Mean alveolar pressure may exceed mean airway pressure during high-frequency oscillations (HFO). To assess the magnitude of this effect and its regional heterogeneity, we studied six excised dog lungs during HFO [frequency (f) 2-32 Hz; tidal volume (VT) 5-80 ml] at transpulmonary pressures (PL) of 6, 10, and 25 cmH2O. We measured mean pressure at the airway opening (Pao), trachea (Ptr), and four alveolar locations (PA) using alveolar capsules. Pao was measured at the oscillator pump, wherein the peak dynamic head was less than 0.2 cmH2O. Since the dynamic head was negligible here, and since these were excised lungs, Pao thus represented true applied transpulmonary pressure.

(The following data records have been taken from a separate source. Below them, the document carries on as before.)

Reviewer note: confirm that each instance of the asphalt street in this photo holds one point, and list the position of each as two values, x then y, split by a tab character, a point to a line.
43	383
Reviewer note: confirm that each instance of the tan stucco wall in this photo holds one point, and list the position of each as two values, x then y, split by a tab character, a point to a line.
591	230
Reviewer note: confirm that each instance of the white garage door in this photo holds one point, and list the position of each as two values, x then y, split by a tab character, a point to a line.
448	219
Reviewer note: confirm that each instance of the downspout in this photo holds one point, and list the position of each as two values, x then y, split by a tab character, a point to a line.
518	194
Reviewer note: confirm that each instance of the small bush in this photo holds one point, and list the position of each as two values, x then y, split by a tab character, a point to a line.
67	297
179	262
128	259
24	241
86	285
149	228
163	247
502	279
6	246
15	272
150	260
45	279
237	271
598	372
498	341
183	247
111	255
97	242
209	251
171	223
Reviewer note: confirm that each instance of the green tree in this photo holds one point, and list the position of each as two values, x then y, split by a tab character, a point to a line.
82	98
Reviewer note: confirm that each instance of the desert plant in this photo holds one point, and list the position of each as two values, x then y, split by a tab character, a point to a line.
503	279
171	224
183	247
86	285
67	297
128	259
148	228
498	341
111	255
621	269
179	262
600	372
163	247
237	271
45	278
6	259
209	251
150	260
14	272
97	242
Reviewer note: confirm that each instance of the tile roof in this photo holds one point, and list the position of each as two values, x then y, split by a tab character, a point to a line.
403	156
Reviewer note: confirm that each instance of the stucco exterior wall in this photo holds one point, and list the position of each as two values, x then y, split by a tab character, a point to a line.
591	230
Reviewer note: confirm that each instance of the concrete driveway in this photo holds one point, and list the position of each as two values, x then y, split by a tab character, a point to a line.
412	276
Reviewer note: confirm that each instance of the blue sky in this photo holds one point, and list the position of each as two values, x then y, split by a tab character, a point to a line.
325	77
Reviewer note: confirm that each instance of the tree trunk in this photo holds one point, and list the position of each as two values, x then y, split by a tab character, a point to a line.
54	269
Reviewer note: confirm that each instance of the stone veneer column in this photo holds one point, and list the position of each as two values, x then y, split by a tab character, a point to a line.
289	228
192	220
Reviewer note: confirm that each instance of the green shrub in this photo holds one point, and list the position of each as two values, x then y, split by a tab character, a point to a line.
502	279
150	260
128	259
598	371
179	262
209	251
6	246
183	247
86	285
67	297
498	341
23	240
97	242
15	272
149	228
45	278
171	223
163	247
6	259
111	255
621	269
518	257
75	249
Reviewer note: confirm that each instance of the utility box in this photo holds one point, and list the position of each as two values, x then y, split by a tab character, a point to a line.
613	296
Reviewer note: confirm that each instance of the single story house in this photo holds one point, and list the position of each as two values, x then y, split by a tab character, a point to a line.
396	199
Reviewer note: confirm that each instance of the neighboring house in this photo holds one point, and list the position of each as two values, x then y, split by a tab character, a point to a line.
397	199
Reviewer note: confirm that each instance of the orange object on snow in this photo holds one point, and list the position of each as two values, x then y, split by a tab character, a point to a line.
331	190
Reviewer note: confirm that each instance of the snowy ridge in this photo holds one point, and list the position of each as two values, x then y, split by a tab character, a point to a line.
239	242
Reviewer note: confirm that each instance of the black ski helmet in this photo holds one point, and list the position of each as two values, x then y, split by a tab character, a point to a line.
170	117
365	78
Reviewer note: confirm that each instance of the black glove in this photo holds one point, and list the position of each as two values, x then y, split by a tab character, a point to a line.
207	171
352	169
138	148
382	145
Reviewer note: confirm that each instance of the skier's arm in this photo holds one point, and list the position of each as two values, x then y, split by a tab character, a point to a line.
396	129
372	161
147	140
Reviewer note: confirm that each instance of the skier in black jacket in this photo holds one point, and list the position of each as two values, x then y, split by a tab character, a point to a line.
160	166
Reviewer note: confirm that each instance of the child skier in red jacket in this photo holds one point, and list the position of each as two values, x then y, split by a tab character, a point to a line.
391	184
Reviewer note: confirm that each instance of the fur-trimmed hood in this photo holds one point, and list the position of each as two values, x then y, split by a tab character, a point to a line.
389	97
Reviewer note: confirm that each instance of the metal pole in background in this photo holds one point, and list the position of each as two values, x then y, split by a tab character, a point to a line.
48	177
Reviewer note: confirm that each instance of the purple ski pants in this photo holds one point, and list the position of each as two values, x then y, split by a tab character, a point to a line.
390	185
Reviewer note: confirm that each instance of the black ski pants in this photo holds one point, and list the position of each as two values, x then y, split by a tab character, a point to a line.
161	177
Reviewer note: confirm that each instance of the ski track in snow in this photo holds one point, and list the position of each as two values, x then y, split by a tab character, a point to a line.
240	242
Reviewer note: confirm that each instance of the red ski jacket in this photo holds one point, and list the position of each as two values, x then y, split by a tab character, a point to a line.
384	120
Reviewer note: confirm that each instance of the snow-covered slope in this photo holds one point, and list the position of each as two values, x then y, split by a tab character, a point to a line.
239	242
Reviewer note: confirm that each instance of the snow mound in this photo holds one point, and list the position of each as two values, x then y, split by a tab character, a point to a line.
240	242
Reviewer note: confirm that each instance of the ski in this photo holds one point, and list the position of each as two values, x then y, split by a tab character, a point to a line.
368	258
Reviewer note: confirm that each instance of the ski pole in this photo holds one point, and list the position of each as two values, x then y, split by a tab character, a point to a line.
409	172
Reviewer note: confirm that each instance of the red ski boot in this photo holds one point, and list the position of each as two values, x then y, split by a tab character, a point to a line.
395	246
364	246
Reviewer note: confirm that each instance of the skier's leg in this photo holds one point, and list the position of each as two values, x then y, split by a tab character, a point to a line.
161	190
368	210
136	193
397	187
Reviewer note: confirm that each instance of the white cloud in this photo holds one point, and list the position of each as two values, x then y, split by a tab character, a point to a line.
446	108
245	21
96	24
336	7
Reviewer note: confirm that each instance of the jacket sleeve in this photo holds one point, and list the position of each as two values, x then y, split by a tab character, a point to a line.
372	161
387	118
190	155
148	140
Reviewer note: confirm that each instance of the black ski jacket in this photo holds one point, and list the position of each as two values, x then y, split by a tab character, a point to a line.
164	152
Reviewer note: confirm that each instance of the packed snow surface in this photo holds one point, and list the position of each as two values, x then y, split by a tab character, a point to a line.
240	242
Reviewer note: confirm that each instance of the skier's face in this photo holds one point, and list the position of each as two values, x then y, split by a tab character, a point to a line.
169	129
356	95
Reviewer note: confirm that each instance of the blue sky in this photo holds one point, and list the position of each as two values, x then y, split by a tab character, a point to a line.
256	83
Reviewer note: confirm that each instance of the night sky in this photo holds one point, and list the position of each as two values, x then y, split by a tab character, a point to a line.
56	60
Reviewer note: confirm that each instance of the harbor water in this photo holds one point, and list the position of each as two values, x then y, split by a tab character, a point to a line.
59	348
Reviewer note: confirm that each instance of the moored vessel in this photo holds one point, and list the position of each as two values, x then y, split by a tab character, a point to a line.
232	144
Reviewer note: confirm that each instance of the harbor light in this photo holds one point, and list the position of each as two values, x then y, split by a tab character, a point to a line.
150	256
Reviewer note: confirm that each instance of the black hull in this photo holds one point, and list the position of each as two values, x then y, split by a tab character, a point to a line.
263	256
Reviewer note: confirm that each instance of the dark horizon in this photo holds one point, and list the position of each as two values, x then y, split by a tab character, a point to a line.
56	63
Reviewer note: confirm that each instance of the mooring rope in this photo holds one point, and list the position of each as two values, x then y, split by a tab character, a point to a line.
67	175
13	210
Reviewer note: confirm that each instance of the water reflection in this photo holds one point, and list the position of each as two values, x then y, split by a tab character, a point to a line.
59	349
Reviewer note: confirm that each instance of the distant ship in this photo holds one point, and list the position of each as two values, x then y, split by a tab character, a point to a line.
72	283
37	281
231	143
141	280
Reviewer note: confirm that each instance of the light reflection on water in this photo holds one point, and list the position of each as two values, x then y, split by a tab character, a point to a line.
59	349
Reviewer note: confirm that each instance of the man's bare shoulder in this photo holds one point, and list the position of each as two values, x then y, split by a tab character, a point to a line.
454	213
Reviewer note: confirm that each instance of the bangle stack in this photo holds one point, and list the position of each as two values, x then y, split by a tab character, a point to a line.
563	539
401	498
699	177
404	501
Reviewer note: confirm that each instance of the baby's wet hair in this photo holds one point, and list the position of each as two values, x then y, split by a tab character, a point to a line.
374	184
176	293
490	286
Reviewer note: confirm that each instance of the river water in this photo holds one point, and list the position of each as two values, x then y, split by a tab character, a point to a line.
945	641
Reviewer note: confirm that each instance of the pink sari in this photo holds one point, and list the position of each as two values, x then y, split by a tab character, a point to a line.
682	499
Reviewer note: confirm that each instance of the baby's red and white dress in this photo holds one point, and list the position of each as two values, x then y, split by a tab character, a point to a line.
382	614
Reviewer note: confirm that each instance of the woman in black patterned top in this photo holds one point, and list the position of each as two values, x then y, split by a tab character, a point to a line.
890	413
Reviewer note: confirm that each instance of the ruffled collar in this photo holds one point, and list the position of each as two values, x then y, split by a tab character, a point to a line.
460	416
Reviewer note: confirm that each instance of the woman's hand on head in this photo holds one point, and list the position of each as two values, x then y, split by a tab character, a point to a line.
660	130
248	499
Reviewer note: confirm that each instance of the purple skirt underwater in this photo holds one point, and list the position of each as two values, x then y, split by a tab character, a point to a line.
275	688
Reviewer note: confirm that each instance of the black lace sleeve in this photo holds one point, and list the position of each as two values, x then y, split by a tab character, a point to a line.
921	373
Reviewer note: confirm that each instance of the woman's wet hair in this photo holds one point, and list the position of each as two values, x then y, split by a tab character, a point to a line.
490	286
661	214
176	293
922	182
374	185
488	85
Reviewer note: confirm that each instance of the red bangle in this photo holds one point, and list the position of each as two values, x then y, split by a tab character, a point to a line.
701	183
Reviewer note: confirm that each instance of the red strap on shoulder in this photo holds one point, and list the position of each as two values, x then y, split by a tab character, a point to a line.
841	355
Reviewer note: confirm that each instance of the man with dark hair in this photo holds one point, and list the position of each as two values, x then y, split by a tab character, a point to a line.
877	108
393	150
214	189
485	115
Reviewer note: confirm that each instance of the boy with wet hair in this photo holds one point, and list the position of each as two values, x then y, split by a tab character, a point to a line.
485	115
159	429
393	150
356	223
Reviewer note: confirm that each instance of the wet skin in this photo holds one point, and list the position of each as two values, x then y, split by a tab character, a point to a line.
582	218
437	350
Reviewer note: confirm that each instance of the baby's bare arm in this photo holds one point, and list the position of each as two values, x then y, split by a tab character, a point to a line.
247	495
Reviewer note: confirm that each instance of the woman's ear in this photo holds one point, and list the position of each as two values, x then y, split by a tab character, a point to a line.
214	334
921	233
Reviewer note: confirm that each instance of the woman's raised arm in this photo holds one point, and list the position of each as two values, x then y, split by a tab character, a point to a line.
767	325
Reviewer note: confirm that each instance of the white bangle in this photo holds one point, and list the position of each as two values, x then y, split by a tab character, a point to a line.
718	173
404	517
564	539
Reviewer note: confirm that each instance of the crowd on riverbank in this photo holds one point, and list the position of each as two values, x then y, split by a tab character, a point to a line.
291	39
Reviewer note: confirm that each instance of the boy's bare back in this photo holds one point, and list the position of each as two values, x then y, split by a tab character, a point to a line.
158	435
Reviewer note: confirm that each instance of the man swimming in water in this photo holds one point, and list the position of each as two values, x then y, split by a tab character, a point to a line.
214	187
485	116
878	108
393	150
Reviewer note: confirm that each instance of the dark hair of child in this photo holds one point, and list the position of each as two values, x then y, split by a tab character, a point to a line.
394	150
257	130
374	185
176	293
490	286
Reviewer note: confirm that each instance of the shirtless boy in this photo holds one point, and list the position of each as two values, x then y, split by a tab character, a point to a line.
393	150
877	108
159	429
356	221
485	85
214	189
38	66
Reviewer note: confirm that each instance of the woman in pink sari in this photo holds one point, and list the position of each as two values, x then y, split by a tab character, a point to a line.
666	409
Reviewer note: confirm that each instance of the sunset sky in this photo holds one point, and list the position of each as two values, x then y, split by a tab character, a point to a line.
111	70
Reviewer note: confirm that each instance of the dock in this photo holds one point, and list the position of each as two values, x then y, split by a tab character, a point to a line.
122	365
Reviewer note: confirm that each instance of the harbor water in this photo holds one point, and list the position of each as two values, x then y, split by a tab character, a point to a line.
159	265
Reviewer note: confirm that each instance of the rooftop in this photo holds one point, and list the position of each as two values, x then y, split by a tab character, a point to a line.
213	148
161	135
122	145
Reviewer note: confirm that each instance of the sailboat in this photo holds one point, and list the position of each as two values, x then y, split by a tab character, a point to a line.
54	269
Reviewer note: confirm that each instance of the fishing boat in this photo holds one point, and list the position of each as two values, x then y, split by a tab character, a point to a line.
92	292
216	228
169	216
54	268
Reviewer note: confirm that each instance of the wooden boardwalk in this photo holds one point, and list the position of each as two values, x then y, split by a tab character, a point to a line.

Ptr increasingly underestimated Pao as f and VT increased, with Pao - Ptr approaching 8 cmH2O. PA (averaged over all locations) and Pao were nearly equal at all PL's, f's, and VT's, except at PL of 6, f 32 Hz, and VT 80 ml, where (PA - Pao) was 3 cmH2O. Remarkably, mean pressure in the base exceeded that in the apex increasingly as f and VT increased, the difference approaching 3 cmH2O at high f and VT. We conclude that, although global alveolar overdistension assessed by PA - Pao is small during HFO under these conditions, larger regional heterogeneity in PA's exists that may be a consequence of airway branching angle asymmetry and/or regional flow distribution.

摘要

在高频振荡(HFO)期间,平均肺泡压可能超过平均气道压。为了评估这种效应的大小及其区域异质性,我们在跨肺压(PL)为6、10和25 cmH₂O的情况下,对六只离体犬肺进行了HFO研究[频率(f)2 - 32 Hz;潮气量(VT)5 - 80 ml]。我们使用肺泡囊测量气道开口处(Pao)、气管(Ptr)和四个肺泡位置(PA)的平均压力。Pao在振荡泵处测量,其中峰值动压头小于0.2 cmH₂O。由于此处动压头可忽略不计,且这些是离体肺,因此Pao代表实际施加的跨肺压。随着f和VT增加,Ptr越来越低估Pao,Pao - Ptr接近8 cmH₂O。除了在PL为6、f为32 Hz和VT为80 ml时(PA - Pao)为3 cmH₂O外,在所有PL、f和VT下,PA(所有位置的平均值)和Pao几乎相等。值得注意的是,随着f和VT增加,肺底部的平均压力超过肺尖部的平均压力越来越多,在高f和VT时差异接近3 cmH₂O。我们得出结论,尽管在这些条件下HFO期间通过PA - Pao评估的整体肺泡过度扩张较小,但PA存在较大的区域异质性,这可能是气道分支角度不对称和/或区域血流分布的结果。